Der größte Trainer-Erfolg für Gröschel und der wichtigste Sieg für Jockey Ian Ferguson war gleichzeitig der zweite Super-Coup 2016 von Iquitos in Iffezheim nach dem zur Gruppe II zählenden Großen Preis der Badischen Wirtschaft während des Frühjahrsmeetings.

Mit einer gewaltigen Speedleistung überrollte Iquitos für die Besitzergemeinschaft Stall Mulligan (dahinter verbergen sich Golffreunde aus dem Kölner Raum) als 79:10-Chance vom letzten Platz im zehnköpfigen Feld die gesamte Konkurrenz mit zweidreiviertel Längen und wurde trotz heftiger Regenfälle vom Publikum frenetisch gefeiert. Damit übernahm Iquitos gleichzeitig auch die Führung in der German Racing Champions League-Wertung!

Trainer Hans-Jürgen Gröschel: „Es ist ein unbeschreibliches Gefühl nach einer langen Karriere noch ein Gruppe I-Rennen zu gewinnen. Aber ich habe eben so gute Pferde, dass ich den Rücktritt vom Rücktritt erklärt hatte. Iquitos hatte einen idealen Rennverlauf. Bedenken hatte ich wegen der Verhältnisse nach dem Regen. Aber der Hengst hat gezeigt, was er kann, nachdem er im Dallmayr-Preis in München ziemlich unglücklich war. Heute hat alles gepasst.

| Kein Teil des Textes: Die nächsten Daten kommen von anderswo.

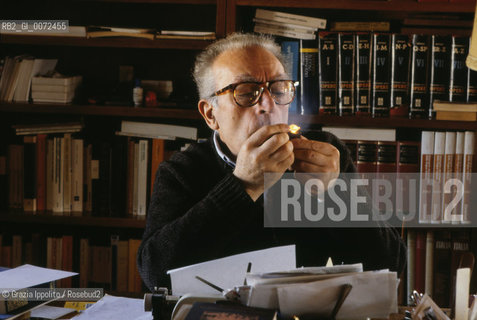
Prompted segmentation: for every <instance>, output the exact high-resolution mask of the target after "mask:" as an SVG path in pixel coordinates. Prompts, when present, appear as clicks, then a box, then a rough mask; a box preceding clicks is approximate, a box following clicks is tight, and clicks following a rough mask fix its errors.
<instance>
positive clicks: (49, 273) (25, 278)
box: [0, 264, 78, 289]
mask: <svg viewBox="0 0 477 320" xmlns="http://www.w3.org/2000/svg"><path fill="white" fill-rule="evenodd" d="M77 274H78V273H76V272H69V271H61V270H54V269H48V268H41V267H36V266H32V265H30V264H25V265H23V266H20V267H17V268H14V269H10V270H6V271H2V272H0V289H24V288H29V287H33V286H37V285H39V284H42V283H47V282H51V281H55V280H59V279H63V278H67V277H71V276H75V275H77Z"/></svg>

Wir steuern nun den Preis von Europa in Köln an."

Jockey Ian Ferguson in einem ersten Kommentar: „Wir hatten ein Traumrennen bei diesem schnellen Rennen. Ich habe mich an Andrasch Starke mit Nightflower orientiert und hinter ihn gelegt. Ich wollte ihn erst relaxen lassen und von hinten beobachten. Dann sind wir innen durchgegangen, und ich wusste um den Speed von Iquitos und dass wir noch hinkommen würden." 150.000 Euro Siegbörse werden dem Konto des Stalles Mulligan gutgeschrieben. 241.250 Euro hat der beim zehnten Start zum fünften Mal erfolgreiche Iquitos inzwischen eingaloppiert.

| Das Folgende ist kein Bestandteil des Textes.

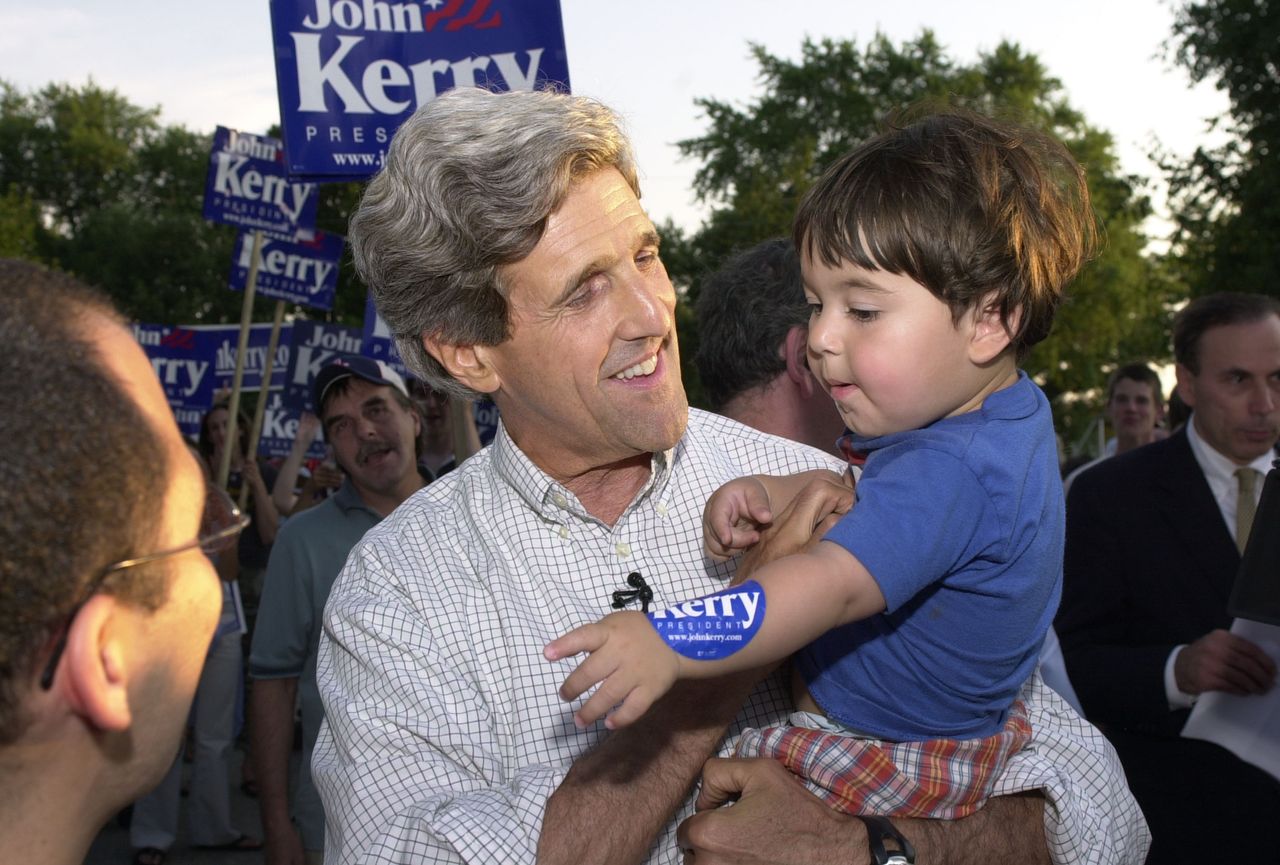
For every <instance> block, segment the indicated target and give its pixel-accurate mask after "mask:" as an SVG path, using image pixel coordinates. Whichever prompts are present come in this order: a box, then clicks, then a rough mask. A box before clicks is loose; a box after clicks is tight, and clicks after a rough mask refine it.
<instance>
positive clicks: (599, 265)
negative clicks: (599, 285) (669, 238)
mask: <svg viewBox="0 0 1280 865" xmlns="http://www.w3.org/2000/svg"><path fill="white" fill-rule="evenodd" d="M660 243H662V238H660V237H658V229H655V228H650V229H648V230H645V232H643V233H641V234H639V235H637V237H636V239H635V244H634V247H632V248H634V250H643V248H645V247H646V246H652V247H657V246H660ZM613 261H614V257H613V256H605V257H602V258H596V260H594V261H591V262H590V264H588V265H585V266H582V267H580V269H579V270H577V271H576V273H573V274H572V275H571V276H570V278H568V279H566V280H564V285H563V288H562V289H561V293H559V296H558V297H557V298H556V306H559V305H562V303H567V302H568V299H570V298H571V297H572V296H573V292H576V290H577V287H579V285H581V284H582V283H585V282H586V280H588V279H590V276H591V275H593V274H598V273H600V271H602V270H608V269H609V266H611V265H612V264H613Z"/></svg>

In einem mitreißenden Champions-League-Rennen und Höhepunkt der Großen Woche in Baden-Baden ging die auf der Geraden in Front gezogene Stute Nightflower kurz wie die Siegerin. Am Ende belegte sie wie 2015 einen starken Ehrenplatz. „Das war wieder eine Steigerung. Wir sind zufrieden", versicherte ihr Trainer Peter Schiergen. Nightflower könnte im Preis von Europa, wieder gegen Iquitos antreten.

Fünf Längen hinter ihr hielt sich mit der Außenseiterin Pagella eine weitere Stute glänzend. „In Düsseldorf war sie zuletzt nur am Rennverlauf gescheitert. Heute kam ihr der weiche Boden entgegen. Das war stark", so Jockey Alexander Pietsch.

Der Franzose Tiberian passierte als Vierter noch die Favoritin Serienholde. „Ihr wurde auf diesem Boden die Distanz zu weit", erklärte Trainer Andreas Wöhler. Meandre hatte nie eine Chance, während der Engländer Dylan Mouth an zweiter Position schnell die Segel strich und der Pilot Wasir auf der Zielgeraden ebenfalls abbaute. Die dreijährigen Hengste Dschingis Secret und Boscaccio kamen über die letzten beiden Plätze nicht hinaus.

Natürlich stellt der Sieg von Hans-Jürgen Gröschel Iquitos alles andere an diesem Finalwochenende in Baden-Baden in den Schatten. Doch bleiben auch noch einige Platzgelder der Gröschel-Pferde zu erwähnen: Am Samstag schnappte sich der dreijährige Shirocco-Sohn Irrwisch aus dem Gestüt Evershorst unter Andreas Suborics in einer Sieglosenprüfung für die Dreijährigen über 2000 Meter das dritte Geld. Das vierte Geld verdiente Elbflorenz Norman Richter) im Ausgleich III über die 2200 Meter-Distanz.